Greenpeace insisted that by giving the development the green light the Government had “shown no regard” for emissions or the project’s “ultimate climate impact”.
The approval gives the go-ahead for drilling of four production wells, and the installation of a 31 km pipeline from the Jackdaw WHP to the Shearwater platform in the Central North Sea.
Ami McCarthy of Greenpeace UK added: “We think that’s unlawful, we’re looking at legal action to stop Jackdaw, and fight this every step of the way.”
Her comments came after UK Business and Energy Secretary Kwasi Kwarteng confirmed Shell had been given the go-ahead for the field, which is situated in waters to the east of Aberdeen.
The energy giant Shell says that its peak, Jackdaw “is expected to deliver 6.5% of UKCS (UK Continental Shelf) gas production for less than 1% of UKCS emissions and produce an amount of energy equivalent to heating over 1.4 million UK homes”.
Mr.

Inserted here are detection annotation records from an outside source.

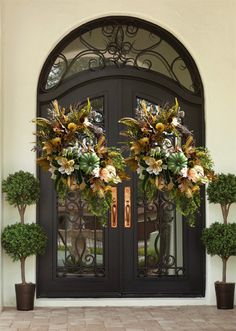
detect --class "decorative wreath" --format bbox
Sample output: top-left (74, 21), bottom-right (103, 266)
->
top-left (34, 100), bottom-right (126, 220)
top-left (120, 99), bottom-right (213, 225)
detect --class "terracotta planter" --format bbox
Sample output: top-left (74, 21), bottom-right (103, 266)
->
top-left (15, 283), bottom-right (35, 310)
top-left (215, 282), bottom-right (235, 309)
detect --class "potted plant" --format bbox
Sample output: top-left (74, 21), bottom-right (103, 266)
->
top-left (1, 171), bottom-right (47, 310)
top-left (202, 174), bottom-right (236, 309)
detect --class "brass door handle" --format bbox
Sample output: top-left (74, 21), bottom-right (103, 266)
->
top-left (111, 187), bottom-right (118, 228)
top-left (124, 186), bottom-right (131, 228)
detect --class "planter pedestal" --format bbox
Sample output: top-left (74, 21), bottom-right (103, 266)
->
top-left (215, 282), bottom-right (235, 309)
top-left (15, 283), bottom-right (35, 310)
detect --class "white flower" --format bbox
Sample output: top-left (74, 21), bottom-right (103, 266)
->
top-left (100, 165), bottom-right (121, 184)
top-left (179, 167), bottom-right (188, 178)
top-left (188, 165), bottom-right (207, 183)
top-left (84, 117), bottom-right (92, 126)
top-left (145, 157), bottom-right (162, 175)
top-left (171, 117), bottom-right (179, 126)
top-left (48, 163), bottom-right (57, 180)
top-left (57, 157), bottom-right (75, 176)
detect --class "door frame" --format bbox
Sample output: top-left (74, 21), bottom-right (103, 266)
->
top-left (37, 68), bottom-right (205, 297)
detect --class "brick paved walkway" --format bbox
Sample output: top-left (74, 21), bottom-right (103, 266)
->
top-left (0, 306), bottom-right (236, 331)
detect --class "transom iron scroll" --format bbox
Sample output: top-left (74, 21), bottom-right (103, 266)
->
top-left (40, 17), bottom-right (201, 94)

Kwarteng confirmed on Wednesday afternoon that the “Jackdaw gas field – originally licensed in 1970 – has today received final regulatory approval”.
He tweeted: “We’re turbocharging renewables and nuclear, but we are also realistic about our energy needs now.

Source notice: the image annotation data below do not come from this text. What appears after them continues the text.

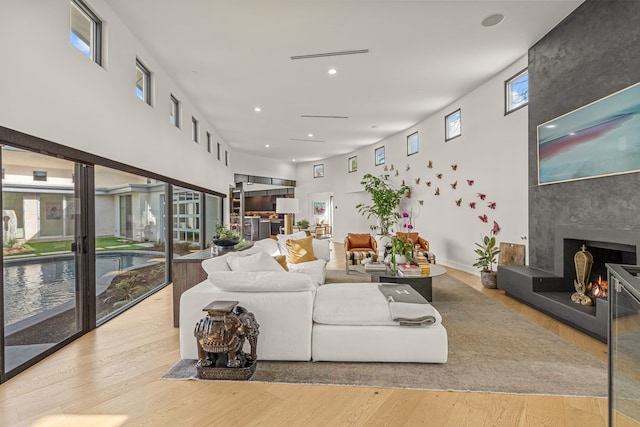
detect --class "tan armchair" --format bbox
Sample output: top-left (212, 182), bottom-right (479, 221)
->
top-left (344, 233), bottom-right (378, 274)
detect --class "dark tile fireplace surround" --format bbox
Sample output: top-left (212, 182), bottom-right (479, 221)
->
top-left (498, 225), bottom-right (640, 341)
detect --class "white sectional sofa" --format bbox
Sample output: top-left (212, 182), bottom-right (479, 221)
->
top-left (180, 234), bottom-right (448, 363)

“Let’s source more of the gas we need from British waters to protect energy security.”
But the decision sparked anger from environmental campaigners, with Ms. McCarthy claiming that giving it the go-ahead was a “desperate and destructive decision from Johnson’s Government”.

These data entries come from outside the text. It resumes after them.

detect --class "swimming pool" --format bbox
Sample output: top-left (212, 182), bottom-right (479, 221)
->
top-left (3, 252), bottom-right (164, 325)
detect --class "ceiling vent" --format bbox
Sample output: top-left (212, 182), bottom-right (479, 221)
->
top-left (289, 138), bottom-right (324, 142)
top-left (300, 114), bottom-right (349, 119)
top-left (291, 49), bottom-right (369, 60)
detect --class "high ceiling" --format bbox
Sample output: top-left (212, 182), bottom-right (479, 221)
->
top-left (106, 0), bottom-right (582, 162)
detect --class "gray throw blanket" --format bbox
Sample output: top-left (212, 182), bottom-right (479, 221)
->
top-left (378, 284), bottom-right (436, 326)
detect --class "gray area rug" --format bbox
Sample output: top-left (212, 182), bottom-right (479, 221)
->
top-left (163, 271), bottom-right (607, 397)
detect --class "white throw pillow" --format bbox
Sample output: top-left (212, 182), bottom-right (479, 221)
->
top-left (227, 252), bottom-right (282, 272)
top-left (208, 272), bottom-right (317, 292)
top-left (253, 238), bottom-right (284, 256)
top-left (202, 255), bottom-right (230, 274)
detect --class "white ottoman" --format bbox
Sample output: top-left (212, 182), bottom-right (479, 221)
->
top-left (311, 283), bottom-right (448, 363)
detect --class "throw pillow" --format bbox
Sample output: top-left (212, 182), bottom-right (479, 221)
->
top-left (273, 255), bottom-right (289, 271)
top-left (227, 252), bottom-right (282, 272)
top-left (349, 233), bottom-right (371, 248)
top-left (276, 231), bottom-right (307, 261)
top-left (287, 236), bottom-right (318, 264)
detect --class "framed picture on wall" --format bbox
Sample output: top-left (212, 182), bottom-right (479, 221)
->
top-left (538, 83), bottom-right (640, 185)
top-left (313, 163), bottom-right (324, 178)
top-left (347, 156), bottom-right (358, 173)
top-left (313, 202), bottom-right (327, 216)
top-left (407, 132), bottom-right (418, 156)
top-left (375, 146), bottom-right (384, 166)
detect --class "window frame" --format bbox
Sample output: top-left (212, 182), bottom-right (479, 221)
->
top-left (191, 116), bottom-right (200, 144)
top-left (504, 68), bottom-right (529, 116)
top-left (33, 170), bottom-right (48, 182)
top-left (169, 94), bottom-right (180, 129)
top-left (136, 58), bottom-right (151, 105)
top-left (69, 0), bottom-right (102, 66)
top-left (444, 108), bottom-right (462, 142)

Activists organised a protest outside Queen Elizabeth House, the UK Government hub in Edinburgh yesterday afternoon. And over 3,600 people signed a petition by Friends of the Earth Scotland, Greenpeace, and Uplift opposing the field.
She added: “Once again, they’re handing out lucrative permits to the likes of Shell for a project that won’t start producing gas for years, that won’t lower our bills, but will create massive emissions causing deadly flooding and wildfires, and mass migration from people fleeing the climate crisis.”
Kate Norgrove, the executive director of advocacy and campaigns at WWF, branded the decision a “staggering backward step for the climate”.
She argued: “The most cost-effective solution to the energy crisis is to end our addiction to harmful fossil fuels once and for all, through the rapid scaling up of renewables and a turbocharged effort to make our homes energy efficient
“The UK Government must rapidly rethink their direction of travel, which represents a clear breach of their legally binding net-zero commitments.”
Tessa Khan of the campaign group Uplift claimed meanwhile that approving Jackdaw was “extremely disappointing and misconceived”.
She told BBC Radio Scotland’s Good Morning Scotland program: “It is a disastrous and wrong-headed decision from the Government when people need real solutions.”
Ms. Khan added: “Of course, we know that we can’t actually have any new oil or gas infrastructure or fields if we are going to stay within a liveable climate.”